Tax season is always a stressful time of the year. Regardless if someone files themselves or hires a professional, nobody relishes the thought of having to file their taxes. Most people manage to get their taxes filed before the deadline, but there are always some who cannot get their taxes filed on time and don’t file an extension.
The April 15th deadline for filing taxes for the 2013 tax year has passed. This sounds serious, but don’t panic. While you may incur some penalties for failing to file on time, acting quickly can help ensure that they won’t be too severe. If you have extenuating circumstances that prevented you from filing your taxes on time, you may even be able to get your penalties abated. Here’s what you need to know for filing your taxes after the deadline:
If you are getting a refund, don’t worry, it will be perfectly safe. Unclaimed refunds can only be forfeited after three years, but the IRS won’t impose any penalties on your refund if you file late. The worst that can happen is that you will receive a refund later than you would have if you had made the deadline, and the IRS does not pay interest. There is nothing gained from having the IRS hold onto your refund, so if you are due a refund, file a tax return as soon as possible.
The penalty for filing your taxes after the deadline is five percent of the unpaid tax bill for every month your tax return is late. These fines and penalties will not exceed 25 percent of your total bill, however. The penalty for failing to pay any taxes that you may owe is one-half of one percent of the unpaid balance.
If you owe taxes that you cannot pay, you should still file as soon as possible, and set up a payment plan to pay off what you owe in installments to minimize penalties. You can also pay a partial amount when you file to lower the balance—it’s a good idea to pay as much as you can. The important thing is that you make an effort and do your best to stick to any payment plan that you set up. Keep in mind that you will most likely need to fill out additional paperwork if you owe more than $50,000 and wish to pay in installments. The IRS will want to see financial statements to ensure that your payment plan is realistic.
While it is too late now to request an extension, for future reference you can receive a six-month extension of the tax deadline by filling out Form 4868. This will give you more time to file your taxes, but it won’t give you more time to pay any taxes that you may still owe. Still, it can help you avoid any penalties that come from filing late.

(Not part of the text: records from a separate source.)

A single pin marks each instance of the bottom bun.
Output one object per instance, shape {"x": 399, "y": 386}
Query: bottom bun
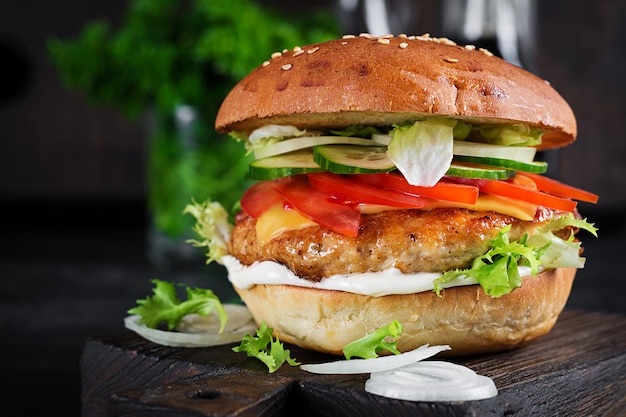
{"x": 465, "y": 317}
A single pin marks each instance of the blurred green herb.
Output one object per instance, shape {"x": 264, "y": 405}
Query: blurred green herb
{"x": 168, "y": 53}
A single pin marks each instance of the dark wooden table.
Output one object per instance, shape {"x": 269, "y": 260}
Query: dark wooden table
{"x": 578, "y": 369}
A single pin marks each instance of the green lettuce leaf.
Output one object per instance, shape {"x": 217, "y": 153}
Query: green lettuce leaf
{"x": 371, "y": 345}
{"x": 266, "y": 348}
{"x": 212, "y": 226}
{"x": 497, "y": 270}
{"x": 165, "y": 306}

Whatever you do, you should never decide not to file or pay your taxes. You might be afraid of the penalties that come from missing the April 15 deadline, but the penalties for not filing at all are much worse. The most important thing is that you file, even if you file much later than the deadline. Your chances of getting into real legal or financial trouble become much greater the longer you wait to pay what you owe to the IRS.